Гардиан – личный хранитель, настройщик программы и ассистент в делах житейских. Там, на земле, он незримо вел Марка, подкидывая подсказки, возвращая на путь, оберегая от ошибок. Но правила игры таковы, что выходить на прямой контакт хранитель не может. Ответственность за каждый сделанный выбор, за мысль, за действие лежит на игроке. А игрок, пребывая в материальной оболочке, ничегошеньки не помнит.

– Спасибо, друг. Да, все получилось в этот раз. Только… почему так быстро вывел меня из жизни?

– Ты же сам просил. До погружения. Помнишь, когда настройки судьбы делали, ты говорил, что если добудешь артефакт, то можно сразу выводить тебя.

– Действительно… просил. Хотел побыстрее перейти на другой уровень. Поторопился.

– Не переживай, теперь ты владеешь артефактом «настоящая любовь». Наполнишь ею следующие жизни, а это и вдохновение, и поддержка, и счастье даже в сложные моменты. Так что дальше интереснее и легче будет. Хочешь, прямо сейчас отправлю в новую жизнь? Жизнь, полную любви-и-и, – Гардиан пропел последние слова и открыл настройки новой жизни. – Куда отправишься?

– А можно… обратно?

– Как так?

– Обратно в ту же жизнь. В тело Марка. Туда, к Алисе…

– Ох ты ж… В тело Марка вряд ли. Нет, никак нельзя.

– Но просто к Алисе? Как угодно, на любых условиях. Понимаешь, она там совсем одна осталась. Так тревожно за нее. Я просто хочу быть рядом. А потом чтобы вместе вышли. Ну пожалуйста.

– Ох, как же это не по правилам, – вздохнул Гардиан. – Опять отхвачу от высших сил. Посмотрим, что можно сделать, не нарушая вселенских законов.

* * *

Алиса приехала на кладбище одна. Детей у них с Марком так и не случилось, а сестра и племянники не смогли. Да и не надо. Алиса хотела побыть наедине с мужем.

Со дня гибели Марка прошел ровно год. И вроде приняла, успокоилась, но необъятная пустота поселилась в сердце. Словно вырвали душу. И Алисе казалось порой, что она физически ощущает, как эхо раскатывается в груди, как пусто там и холодно.

– Здравствуй, мой хороший, – вздохнула Алиса, присаживаясь на мраморную плиту. – Как ты? Я вот тяжко…

Она достала из сумки поминальные блинчики, положила у основания памятной стелы. Коснулась рукой фотографии.

– Какой же ты тут смешной… – улыбнулась она, разглядывая любимое лицо на черно-белом снимке. – Как так вышло, что именно это твое фото взяли? Хотя… ты ведь именно такой и был.

Марк на снимке выглядел обросшим, даже лохматым. Темные с проседью волосы падали неровными прядями на широкий лоб, черные глаза смешливо щурились из-под кустистых бровей, а вот улыбки видно не было, так как все лицо закрывали густые усы и борода.

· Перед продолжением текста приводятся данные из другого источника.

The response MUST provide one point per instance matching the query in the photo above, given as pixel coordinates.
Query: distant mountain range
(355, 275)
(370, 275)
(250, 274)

Алиса прижалась лбом к стеле и всхлипнула. Эхом на ее всхлип прозвучал протяжный вздох с присвистом. Совсем рядом, над самым Алисиным ухом.

Женщина вздрогнула, повернула голову. На другой стороне могильной плиты сидел пес, заросший, немытый, лохматый. Серая с белым шерсть падала неровными прядями на лоб, закрывая черные бусины глаз. Заросшая словно усами и бородой морда растянулась… в улыбке?

– Привет, дружок. Ты откуда здесь? – удивилась Алиса. – Потерялся? Голодный? – она протянула псу поминальный блинчик. – Держи, Марк не будет возражать, он любил собак.

Лохматый проглотил блин в мгновение и даже успел лизнуть ее руку.